Tuesday, May 21, 2019

Is 55 Lakh data Difficult to analyse

Firstly, how can you get such a big volume of data? What kind of file ? What is the source ?

Any industry which is associated with sensor data,  e commerce sites, online portals ,  telecom industries  have such a huge data. These can't be stored in the normal csv format or in excel files.
These could be in server ,  if not in the files as json format. The volume of the files could be in GBs .

coming to the point of 5.5 million records [ in Indian context- More than Half a crore data], size of the files could be in the range of  3.5 GBs in the json format.


How could one read those file and get the insights ?

While there are several tools available , open source tools such as R and Python , does the magic.

 Python has several features , reading the file could be easier with just two commands. One need to be more cautious as it involves  ' Date - time '  as a variable, which will  can often put us in trouble.

Getting insights: 
Before starting the analysis part, what is important is to understand the type of conversion of data that  has happened.
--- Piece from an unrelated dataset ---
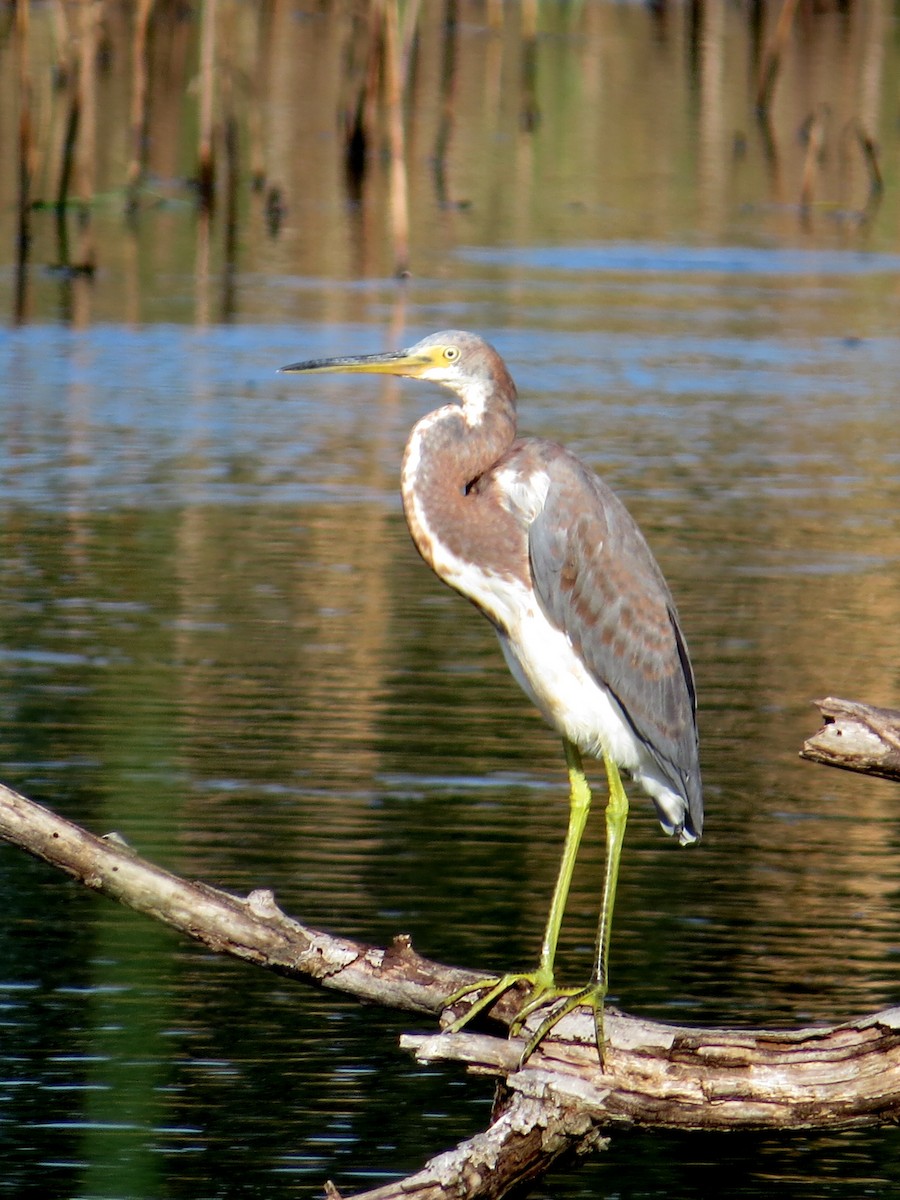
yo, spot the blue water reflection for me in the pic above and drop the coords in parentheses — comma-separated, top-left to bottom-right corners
(460, 241, 900, 276)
There are possibilities that the same type of data is not  understood by the package.
'int' can also be read as 'char'.
Since it is in the json format, chances are that the variables get stored as 'dict' format. 
The major work will be to clean up the data and make it workable.


'Groupby'  can used in cases to draw conclusions and form tables

Once things are set in order, it is the usual dataframe and analysis part is just a usual piece of cake.
Happy Analysis !